Wide fields. Ordered roads. Stone structures rising in the distance. Not a fortress… a center.
Everything here was in its proper place. And that did not bring comfort. On the contrary, it reduced the margin for error to zero.
A convoy was waiting.
Five horses. Two carriages. Four guards.
The man at the front was middle-aged. Old scars lined his face. His aura was controlled. At the upper edge of B level. But his stance was firm.
"Seryn Daskal," he said. "I am Harren. From the family internal transit unit."
Seryn nodded. "I know."
Harren raised an eyebrow slightly but did not comment. "Three hours to the center. We won't stop on the way."
"No need."
They set off.
The horses moved in steady rhythm. No one spoke. The convoy was quiet, but not tense. It was a trained silence.
Seryn leaned back, looking out the window.
The lands were familiar, but the memories were not clear. Because it was not him who had lived on these lands before—it had been another Seryn. Now returning was someone with the same name, but different.
The gray flow stirred.
Lightly.
Not a warning.
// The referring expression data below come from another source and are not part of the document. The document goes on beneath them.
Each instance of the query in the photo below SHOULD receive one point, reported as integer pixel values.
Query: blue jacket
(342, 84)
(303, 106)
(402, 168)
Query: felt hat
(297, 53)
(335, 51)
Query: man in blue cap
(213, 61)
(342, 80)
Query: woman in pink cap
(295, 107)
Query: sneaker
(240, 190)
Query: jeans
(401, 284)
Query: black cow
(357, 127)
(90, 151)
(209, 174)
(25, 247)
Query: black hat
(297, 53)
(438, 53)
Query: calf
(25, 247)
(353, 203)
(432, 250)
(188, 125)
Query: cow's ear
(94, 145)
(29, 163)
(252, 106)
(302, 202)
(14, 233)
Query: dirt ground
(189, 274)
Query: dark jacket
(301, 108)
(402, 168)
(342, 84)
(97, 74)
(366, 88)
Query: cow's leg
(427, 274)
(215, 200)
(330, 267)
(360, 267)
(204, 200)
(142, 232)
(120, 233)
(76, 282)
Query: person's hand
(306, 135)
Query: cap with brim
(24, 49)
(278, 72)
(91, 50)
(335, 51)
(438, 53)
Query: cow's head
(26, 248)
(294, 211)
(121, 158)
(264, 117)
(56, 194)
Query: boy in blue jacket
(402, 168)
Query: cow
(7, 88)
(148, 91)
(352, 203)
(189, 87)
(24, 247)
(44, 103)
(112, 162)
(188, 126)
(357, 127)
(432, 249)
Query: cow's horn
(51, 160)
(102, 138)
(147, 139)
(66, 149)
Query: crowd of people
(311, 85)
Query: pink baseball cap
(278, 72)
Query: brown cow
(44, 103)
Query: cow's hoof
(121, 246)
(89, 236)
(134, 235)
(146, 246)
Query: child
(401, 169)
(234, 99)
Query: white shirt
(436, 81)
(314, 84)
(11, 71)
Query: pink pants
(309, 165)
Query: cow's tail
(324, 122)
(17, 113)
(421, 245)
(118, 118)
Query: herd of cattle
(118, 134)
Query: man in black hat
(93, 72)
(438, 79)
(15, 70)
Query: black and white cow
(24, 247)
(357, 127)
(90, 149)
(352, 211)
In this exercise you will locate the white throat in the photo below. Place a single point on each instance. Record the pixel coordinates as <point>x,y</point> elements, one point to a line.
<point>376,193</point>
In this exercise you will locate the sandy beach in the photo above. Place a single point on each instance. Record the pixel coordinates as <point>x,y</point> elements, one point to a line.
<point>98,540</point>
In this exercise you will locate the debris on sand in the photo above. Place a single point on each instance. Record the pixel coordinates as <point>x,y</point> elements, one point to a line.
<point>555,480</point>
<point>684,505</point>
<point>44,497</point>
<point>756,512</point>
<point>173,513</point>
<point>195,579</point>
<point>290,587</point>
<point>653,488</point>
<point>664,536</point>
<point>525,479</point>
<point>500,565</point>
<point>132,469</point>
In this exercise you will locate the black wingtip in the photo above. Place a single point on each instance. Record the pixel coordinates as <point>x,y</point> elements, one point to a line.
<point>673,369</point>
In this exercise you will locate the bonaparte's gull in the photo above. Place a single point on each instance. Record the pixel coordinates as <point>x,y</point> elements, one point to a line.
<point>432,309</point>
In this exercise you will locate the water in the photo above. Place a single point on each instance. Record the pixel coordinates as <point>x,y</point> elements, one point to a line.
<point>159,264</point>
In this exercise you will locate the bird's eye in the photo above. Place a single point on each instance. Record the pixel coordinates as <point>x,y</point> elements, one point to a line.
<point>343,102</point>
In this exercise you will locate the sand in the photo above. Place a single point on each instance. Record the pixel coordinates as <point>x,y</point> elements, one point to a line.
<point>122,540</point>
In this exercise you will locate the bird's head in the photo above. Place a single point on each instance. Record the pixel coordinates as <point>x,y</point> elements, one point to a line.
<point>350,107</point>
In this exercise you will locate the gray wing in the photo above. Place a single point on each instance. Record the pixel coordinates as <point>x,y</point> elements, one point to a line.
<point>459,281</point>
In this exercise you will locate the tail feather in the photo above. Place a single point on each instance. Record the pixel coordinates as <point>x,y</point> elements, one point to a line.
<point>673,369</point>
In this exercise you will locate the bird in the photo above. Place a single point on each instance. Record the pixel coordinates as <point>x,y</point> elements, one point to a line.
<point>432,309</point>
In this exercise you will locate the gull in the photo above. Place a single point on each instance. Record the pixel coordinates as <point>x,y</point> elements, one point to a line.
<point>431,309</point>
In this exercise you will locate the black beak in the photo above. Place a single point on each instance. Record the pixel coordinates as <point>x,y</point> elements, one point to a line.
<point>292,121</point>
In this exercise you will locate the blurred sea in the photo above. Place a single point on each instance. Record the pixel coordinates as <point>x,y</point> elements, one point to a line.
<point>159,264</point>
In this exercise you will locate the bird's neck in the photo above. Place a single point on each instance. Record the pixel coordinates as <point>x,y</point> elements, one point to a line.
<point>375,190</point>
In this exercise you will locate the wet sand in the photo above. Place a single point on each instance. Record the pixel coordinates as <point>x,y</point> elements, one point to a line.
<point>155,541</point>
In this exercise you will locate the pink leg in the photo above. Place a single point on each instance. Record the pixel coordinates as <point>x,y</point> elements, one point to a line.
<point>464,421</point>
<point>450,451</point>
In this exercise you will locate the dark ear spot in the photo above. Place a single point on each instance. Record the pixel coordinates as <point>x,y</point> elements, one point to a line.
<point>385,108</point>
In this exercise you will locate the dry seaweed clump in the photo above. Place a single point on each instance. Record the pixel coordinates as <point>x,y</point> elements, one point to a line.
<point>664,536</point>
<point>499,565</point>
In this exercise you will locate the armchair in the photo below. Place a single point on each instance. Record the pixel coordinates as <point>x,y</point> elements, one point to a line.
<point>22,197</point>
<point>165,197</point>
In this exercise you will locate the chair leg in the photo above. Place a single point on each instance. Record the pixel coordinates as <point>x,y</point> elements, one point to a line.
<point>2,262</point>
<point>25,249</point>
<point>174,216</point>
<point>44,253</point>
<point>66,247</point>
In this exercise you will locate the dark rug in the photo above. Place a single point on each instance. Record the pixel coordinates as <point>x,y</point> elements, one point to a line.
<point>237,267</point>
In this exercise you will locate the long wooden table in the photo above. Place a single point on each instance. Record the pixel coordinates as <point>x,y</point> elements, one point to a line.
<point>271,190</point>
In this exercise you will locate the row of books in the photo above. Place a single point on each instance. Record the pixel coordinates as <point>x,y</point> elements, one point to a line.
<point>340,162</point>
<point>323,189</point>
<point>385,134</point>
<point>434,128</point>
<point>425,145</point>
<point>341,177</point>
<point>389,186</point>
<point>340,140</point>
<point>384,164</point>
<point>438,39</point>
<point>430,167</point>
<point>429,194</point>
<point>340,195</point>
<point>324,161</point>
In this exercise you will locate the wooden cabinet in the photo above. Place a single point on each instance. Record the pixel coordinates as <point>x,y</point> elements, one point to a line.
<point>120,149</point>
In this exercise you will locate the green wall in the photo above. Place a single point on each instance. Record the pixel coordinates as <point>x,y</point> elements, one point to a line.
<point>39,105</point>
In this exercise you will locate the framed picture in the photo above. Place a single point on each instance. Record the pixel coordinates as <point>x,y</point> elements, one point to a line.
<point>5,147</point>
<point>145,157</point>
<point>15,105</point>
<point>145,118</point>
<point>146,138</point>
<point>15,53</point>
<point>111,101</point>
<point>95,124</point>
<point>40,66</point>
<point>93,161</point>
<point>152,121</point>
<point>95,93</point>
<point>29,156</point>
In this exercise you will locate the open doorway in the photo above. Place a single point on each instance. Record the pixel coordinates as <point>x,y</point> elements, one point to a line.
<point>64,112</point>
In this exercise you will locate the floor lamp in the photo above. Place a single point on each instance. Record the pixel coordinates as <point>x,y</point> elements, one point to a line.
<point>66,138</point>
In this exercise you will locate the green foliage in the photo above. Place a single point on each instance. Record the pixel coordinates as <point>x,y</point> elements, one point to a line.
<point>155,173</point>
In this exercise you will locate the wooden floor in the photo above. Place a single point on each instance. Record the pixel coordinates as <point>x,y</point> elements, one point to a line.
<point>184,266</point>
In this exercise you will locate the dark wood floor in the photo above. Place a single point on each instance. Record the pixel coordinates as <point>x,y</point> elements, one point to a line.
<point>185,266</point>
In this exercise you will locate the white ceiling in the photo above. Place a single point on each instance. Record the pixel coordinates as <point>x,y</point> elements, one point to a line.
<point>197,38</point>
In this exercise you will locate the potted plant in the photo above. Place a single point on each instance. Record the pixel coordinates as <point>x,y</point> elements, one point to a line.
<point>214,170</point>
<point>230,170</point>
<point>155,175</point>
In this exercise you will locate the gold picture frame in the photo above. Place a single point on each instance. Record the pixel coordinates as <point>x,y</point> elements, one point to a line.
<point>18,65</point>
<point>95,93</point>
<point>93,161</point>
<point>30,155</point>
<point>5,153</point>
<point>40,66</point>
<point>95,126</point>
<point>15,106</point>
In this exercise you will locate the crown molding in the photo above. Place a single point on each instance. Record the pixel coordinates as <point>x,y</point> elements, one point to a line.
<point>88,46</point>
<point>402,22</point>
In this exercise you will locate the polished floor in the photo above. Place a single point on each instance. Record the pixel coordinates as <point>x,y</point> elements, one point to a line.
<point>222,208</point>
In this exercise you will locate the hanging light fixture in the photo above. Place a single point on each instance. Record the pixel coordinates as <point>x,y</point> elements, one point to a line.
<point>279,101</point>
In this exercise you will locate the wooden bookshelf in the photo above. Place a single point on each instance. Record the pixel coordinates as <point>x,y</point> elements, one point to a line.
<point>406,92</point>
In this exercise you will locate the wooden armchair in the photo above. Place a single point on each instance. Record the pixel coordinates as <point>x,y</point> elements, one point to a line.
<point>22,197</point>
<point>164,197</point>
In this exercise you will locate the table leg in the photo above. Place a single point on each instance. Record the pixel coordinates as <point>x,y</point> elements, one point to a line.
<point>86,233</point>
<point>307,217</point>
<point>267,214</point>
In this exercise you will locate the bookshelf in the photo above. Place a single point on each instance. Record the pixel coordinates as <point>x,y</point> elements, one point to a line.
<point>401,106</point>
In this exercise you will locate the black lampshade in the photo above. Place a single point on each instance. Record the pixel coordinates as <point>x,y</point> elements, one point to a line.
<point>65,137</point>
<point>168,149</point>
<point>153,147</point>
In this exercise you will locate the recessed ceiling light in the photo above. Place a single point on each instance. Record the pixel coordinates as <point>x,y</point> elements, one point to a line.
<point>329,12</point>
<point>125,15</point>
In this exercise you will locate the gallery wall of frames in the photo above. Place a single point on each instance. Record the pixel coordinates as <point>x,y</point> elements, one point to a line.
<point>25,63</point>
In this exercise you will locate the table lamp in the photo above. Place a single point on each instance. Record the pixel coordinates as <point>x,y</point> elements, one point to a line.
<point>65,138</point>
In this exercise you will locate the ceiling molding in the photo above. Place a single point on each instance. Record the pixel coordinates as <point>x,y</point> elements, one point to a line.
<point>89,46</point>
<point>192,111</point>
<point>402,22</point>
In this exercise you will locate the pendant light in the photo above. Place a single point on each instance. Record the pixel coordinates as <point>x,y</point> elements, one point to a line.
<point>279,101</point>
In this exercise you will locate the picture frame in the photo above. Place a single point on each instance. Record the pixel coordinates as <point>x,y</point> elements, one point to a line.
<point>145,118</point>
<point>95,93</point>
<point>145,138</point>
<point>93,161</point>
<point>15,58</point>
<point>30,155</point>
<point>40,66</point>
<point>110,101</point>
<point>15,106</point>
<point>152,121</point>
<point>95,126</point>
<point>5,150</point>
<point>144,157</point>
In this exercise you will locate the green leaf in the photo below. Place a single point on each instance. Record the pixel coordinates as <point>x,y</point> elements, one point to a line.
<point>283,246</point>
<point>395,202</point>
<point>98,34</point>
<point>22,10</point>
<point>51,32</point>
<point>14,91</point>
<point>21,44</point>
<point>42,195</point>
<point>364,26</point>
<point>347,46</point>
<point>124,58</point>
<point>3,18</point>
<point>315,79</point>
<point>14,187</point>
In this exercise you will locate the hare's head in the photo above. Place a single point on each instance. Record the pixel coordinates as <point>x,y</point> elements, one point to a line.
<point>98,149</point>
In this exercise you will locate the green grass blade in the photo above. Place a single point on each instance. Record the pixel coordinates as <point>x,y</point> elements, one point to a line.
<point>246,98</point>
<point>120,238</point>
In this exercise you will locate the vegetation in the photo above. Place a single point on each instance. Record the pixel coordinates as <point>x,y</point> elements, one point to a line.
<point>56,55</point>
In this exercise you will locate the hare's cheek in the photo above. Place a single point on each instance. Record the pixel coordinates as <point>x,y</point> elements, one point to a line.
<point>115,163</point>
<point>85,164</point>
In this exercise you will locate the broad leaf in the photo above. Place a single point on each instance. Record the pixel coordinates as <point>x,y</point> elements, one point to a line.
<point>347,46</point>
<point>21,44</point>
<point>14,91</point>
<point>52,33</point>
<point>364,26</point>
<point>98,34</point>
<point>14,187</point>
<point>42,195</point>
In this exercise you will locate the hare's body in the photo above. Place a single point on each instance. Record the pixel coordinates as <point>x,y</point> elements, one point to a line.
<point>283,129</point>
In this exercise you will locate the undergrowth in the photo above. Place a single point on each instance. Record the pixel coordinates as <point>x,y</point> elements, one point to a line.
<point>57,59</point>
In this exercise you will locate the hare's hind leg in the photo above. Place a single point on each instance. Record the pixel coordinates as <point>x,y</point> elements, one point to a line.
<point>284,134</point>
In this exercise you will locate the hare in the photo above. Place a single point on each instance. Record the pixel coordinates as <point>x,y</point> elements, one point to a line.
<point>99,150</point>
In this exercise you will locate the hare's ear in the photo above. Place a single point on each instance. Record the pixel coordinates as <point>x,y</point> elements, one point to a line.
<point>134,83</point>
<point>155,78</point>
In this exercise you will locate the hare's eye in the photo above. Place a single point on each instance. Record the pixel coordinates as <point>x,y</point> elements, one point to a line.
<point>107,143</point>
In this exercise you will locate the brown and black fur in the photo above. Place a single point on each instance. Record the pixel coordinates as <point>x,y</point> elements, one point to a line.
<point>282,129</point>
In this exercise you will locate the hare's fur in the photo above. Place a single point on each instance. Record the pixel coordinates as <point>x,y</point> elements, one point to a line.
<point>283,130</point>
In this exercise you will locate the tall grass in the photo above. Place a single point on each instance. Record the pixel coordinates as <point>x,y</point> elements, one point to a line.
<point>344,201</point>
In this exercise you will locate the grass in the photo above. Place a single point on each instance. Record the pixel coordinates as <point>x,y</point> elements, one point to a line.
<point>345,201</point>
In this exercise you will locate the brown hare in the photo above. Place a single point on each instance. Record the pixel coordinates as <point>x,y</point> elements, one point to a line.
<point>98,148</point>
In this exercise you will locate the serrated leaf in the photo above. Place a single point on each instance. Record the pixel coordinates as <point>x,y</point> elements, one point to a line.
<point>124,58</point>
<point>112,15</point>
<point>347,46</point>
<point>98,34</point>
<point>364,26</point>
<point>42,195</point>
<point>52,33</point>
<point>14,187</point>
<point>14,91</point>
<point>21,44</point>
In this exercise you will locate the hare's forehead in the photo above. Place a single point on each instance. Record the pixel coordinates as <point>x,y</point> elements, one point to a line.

Not a reaction.
Yes, he thought.
This is the place.
As the convoy advanced, the center came into view. High walls, interlocking structures, banners… All simple, yet imposing.
House Daskal.
Seryn exhaled.
There was no hiding here.
There was no waiting either.
Only position.
And now, he had returned to that position.
Did you know?
Although long-distance teleportation circles are technically possible in most worlds, the risk of soul–body desynchronization increases geometrically as layer-crossing grows—this is why empires prefer chained city-to-city transitions.